The decision to move forward with this plan, which could provide a ripple-effect benefit for motorists on stretches of the 15 north of Escondido, was made following more than a year of analysis by the I-15 Corridor Management Team, a partnership between Caltrans, San Diego Association of Governments and the Metropolitan Transit System.
North of the county line, the city of Temecula is building a new park-and-ride lot on Temecula Parkway that could help people who organize van and car pools headed south.
The lot — which has seen construction halted due to a dispute with the former contractor — will replace the unofficial dirt lot west of the interchange, which will be eliminated when the city builds a new interchange there.
Temecula Mayor Maryann Edwards used a portion of her state of the city address on Thursday, May 11, to provide an update on that interchange project, which will start construction following a ceremonial groundbreaking in early June.

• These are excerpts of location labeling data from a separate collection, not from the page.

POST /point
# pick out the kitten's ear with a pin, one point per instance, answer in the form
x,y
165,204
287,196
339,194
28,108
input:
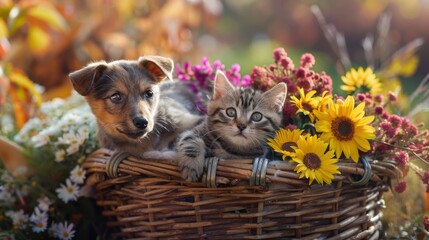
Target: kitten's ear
x,y
276,96
84,78
158,67
221,85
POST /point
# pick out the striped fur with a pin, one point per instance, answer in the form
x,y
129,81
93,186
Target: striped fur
x,y
226,135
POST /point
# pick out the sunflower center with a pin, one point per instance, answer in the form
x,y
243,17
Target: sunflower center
x,y
287,146
343,128
312,161
307,106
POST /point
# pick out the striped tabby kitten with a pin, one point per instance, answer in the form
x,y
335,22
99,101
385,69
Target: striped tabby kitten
x,y
237,126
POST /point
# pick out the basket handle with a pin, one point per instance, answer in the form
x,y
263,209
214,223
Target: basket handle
x,y
113,162
259,171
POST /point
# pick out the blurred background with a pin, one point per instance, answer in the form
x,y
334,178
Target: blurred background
x,y
43,41
49,39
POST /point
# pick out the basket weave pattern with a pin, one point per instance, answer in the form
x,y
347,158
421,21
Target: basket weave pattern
x,y
149,200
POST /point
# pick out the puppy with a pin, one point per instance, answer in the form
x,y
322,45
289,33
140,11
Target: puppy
x,y
134,111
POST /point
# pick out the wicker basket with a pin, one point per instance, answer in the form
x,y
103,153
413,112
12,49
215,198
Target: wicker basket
x,y
238,199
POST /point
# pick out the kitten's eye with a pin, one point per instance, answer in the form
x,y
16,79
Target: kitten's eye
x,y
230,112
256,116
148,94
116,98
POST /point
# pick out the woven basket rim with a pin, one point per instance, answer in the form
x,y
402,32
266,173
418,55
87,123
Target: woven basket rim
x,y
228,170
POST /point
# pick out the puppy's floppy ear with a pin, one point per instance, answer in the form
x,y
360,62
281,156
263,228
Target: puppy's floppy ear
x,y
84,78
158,67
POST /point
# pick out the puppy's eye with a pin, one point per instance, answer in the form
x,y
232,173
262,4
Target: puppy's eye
x,y
230,112
148,94
256,116
116,98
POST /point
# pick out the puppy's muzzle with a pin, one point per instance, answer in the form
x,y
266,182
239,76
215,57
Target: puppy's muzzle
x,y
140,122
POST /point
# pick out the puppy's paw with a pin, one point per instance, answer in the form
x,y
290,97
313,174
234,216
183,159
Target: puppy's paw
x,y
191,170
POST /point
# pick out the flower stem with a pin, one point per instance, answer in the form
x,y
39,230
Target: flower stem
x,y
403,148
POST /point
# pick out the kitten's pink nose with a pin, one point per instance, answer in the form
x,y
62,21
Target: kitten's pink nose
x,y
241,127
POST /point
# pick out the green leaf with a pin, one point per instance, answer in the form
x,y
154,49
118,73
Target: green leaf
x,y
4,32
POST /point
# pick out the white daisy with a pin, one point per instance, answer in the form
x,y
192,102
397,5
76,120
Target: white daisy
x,y
68,192
63,231
19,218
59,155
44,203
72,149
77,175
83,131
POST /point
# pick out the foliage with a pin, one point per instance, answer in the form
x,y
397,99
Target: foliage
x,y
50,203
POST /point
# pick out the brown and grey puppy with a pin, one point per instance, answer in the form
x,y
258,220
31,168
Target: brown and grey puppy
x,y
134,111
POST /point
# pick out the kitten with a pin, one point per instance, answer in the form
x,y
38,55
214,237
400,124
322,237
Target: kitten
x,y
238,123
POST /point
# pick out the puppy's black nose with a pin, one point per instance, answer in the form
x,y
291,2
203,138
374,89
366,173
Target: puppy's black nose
x,y
140,122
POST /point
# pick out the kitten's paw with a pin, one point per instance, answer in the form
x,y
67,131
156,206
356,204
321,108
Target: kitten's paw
x,y
164,154
191,171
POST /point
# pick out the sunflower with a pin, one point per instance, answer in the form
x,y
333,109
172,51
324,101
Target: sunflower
x,y
284,141
314,162
345,128
306,103
361,81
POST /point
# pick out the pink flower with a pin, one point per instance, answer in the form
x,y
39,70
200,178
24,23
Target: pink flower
x,y
388,129
395,120
307,60
279,53
286,63
425,177
402,158
361,97
378,98
426,223
300,73
379,110
401,187
392,97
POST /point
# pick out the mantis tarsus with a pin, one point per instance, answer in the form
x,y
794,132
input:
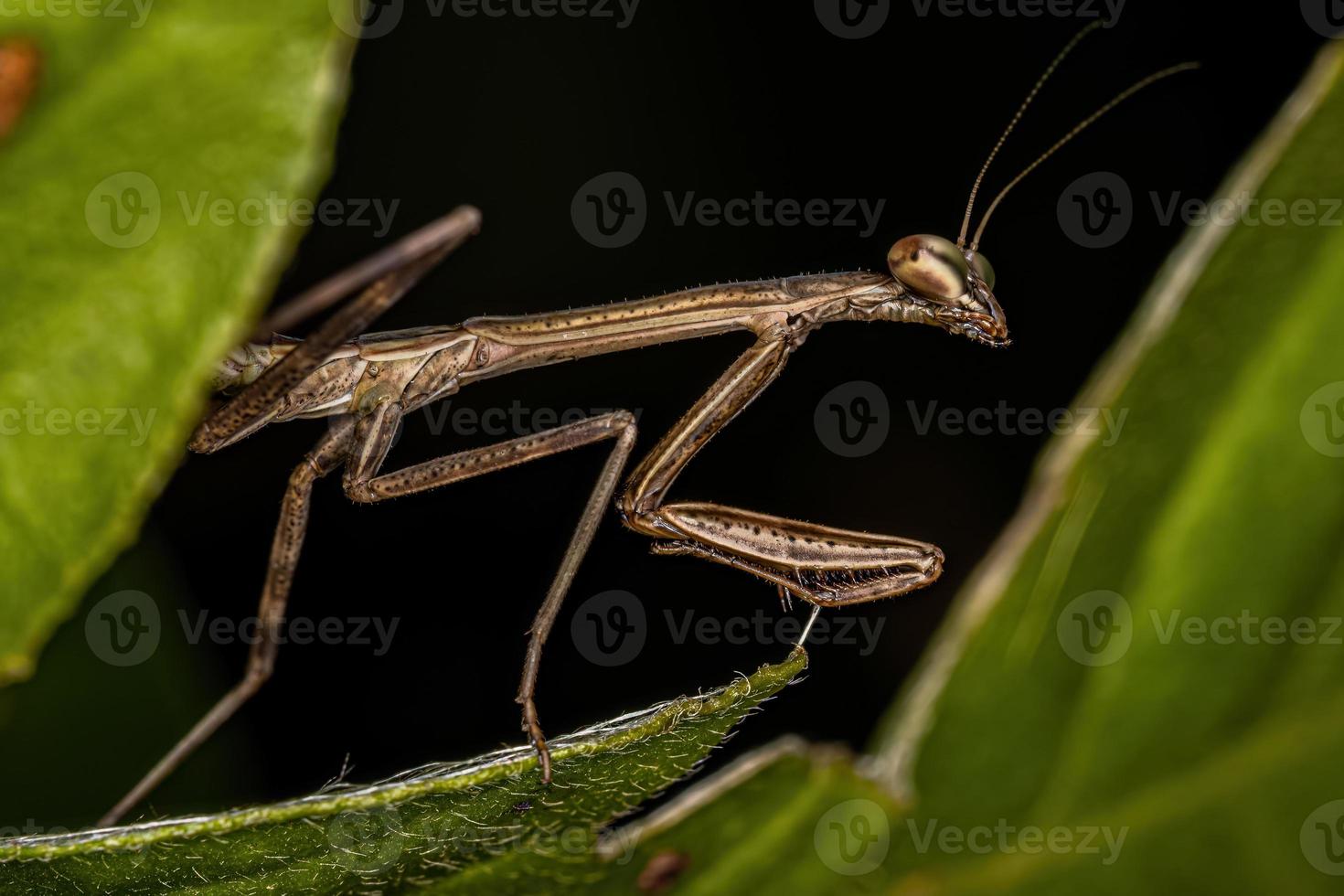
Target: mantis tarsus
x,y
368,383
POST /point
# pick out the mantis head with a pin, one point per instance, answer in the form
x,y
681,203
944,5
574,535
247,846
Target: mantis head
x,y
949,283
953,283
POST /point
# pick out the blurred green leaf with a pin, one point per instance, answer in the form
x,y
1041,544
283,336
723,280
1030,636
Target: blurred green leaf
x,y
483,827
788,818
1149,667
119,295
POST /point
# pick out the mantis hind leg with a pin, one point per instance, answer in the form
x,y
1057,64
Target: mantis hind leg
x,y
398,269
325,457
363,484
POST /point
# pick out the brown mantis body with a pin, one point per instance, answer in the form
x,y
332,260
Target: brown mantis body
x,y
368,384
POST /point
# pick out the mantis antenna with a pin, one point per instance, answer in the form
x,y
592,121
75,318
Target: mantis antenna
x,y
1083,125
1017,117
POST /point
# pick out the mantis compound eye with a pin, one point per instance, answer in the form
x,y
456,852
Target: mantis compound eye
x,y
932,266
983,269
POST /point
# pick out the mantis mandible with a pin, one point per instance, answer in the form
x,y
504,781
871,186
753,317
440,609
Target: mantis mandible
x,y
368,383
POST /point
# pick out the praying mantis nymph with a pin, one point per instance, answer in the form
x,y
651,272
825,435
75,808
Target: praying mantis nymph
x,y
368,383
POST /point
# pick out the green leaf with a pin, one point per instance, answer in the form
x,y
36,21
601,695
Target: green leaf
x,y
1153,646
788,818
479,827
112,326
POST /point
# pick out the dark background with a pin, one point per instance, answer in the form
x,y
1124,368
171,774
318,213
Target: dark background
x,y
722,98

On Facebook, Temecula residents who make the trek south let off steam when they get back home by posting memes, rants and videos, including animated tutorials on why slow-moving motorists should stay out of the fast lane — in some places, they’re known as “road boulders” — and a Break.com video that showed caterpillars falling into a single-file formation.
“How it is these caterpillars can merge better than the traffic getting onto the 15 from Rancho Cal in the morning?” joked a commuter on a popular community page.
Others skip the humor and break out the exclamation points, calling on area leaders to cancel unbuilt housing projects until traffic is remedied.
Temecula Mayor Pro Tem Matt Rahn, a former commuter himself who used to drive to San Diego State five times a week, said the city recognizes that traffic is an issue but it can’t block development for people who have the right to build new housing.
“You have to balance, these are constitutionally protected rights,” he said.
With a new administration in Washington, D.C., there has been talk of a huge infusion of funding for infrastructure projects, which could shake loose dollars to finish the French Valley Parkway project or extend the express lanes of San Diego Country north and, eventually, connect that system with the HOV lanes in Corona.
Rahn said that connecting the two systems is the long term plan for the corridor but the Temecula section of the freeway is the last section that would be considered for the upgrade.
“The biggest challenge is federal and state funding,” he said, adding that he’s been lobbying federal representatives, including Rep. Ken Calvert, R-Corona, to make sure this area is considered if and when a new infrastructure bill is put together.
“We’ve been making our voice heard, reminding folks that’s in the top 10 or 25 busiest sections (of freeway) in the U.S.,” he said.